Ici, on n’est pas à Rapporteurs sans frontières. On se gardera donc de répertorier les intervenants et journalistes en fonction de leurs opinions supposées. Si la sensibilité plutôt centro-droitière de certains confrères est notoire, ils se gardent de l’afficher, alors qu’on ne compte plus ceux qui, à l’instar de Laurent Ruquier, se font une gloire de voter à gauche et, surtout, de lutter contre l’« extrême droite ». « On lui disait à Laurent, que le téléspectateur n’avait pas besoin de savoir pour qui il votait », raconte un ancien de la maison. Avec l’efficacité que l’on sait. À France Télévisions comme ailleurs, la droite se porte en secret, la gauche, en sautoir.
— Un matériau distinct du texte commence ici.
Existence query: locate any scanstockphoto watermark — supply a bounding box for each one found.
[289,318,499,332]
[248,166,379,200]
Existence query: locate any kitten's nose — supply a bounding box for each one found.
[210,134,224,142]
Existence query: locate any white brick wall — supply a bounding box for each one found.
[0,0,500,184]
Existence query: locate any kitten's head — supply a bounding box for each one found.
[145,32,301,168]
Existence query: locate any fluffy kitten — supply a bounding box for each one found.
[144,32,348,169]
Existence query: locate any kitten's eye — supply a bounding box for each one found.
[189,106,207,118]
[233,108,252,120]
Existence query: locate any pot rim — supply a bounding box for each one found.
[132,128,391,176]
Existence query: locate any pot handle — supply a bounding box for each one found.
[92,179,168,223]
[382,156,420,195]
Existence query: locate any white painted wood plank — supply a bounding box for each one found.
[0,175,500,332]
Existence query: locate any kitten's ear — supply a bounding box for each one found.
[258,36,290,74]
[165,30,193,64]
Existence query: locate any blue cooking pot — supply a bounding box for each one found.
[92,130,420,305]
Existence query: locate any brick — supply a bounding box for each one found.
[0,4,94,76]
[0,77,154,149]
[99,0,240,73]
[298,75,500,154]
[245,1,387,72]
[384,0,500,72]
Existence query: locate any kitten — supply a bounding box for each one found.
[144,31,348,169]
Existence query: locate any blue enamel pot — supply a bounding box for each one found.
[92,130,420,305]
Dès son arrivée, Delphine Ernotte a fait causer dans les chaumières réacs (y compris dans ces colonnes) avec ses déclarations tonitruantes, d’abord contre cette « télé de mâles blancs », ensuite sur sa volonté de montrer la France telle qu’elle la rêve plutôt que telle qu’elle est. Cependant, il faut lui en faire crédit, elle tient bon contre tous ceux qui prétendent soumettre les œuvres du passé à un brevet de moralité[1]. S’agissant de celles du présent, le volontarisme est de mise, comme le montrent les hilarantes consignes adressées aux producteurs de fiction pour qu’ils contribuent à l’évangélisation diversitaire du populo. Sur ce point, Ernotte ne fait pas mystère de son enthousiasme, d’ailleurs conforme, insiste-t-elle, à la volonté du législateur et du gouvernement. Selon le préambule de son cahier des charges, France TV doit « affirmer  sa valeur d’exemplarité en ce qui concerne la lutte contre les discriminations et la représentation de la diversité de la société française » (pardon pour cette langue pâteuse), la mise en œuvre de cette exemplarité relevant de la célèbre méthode du doigt mouillé.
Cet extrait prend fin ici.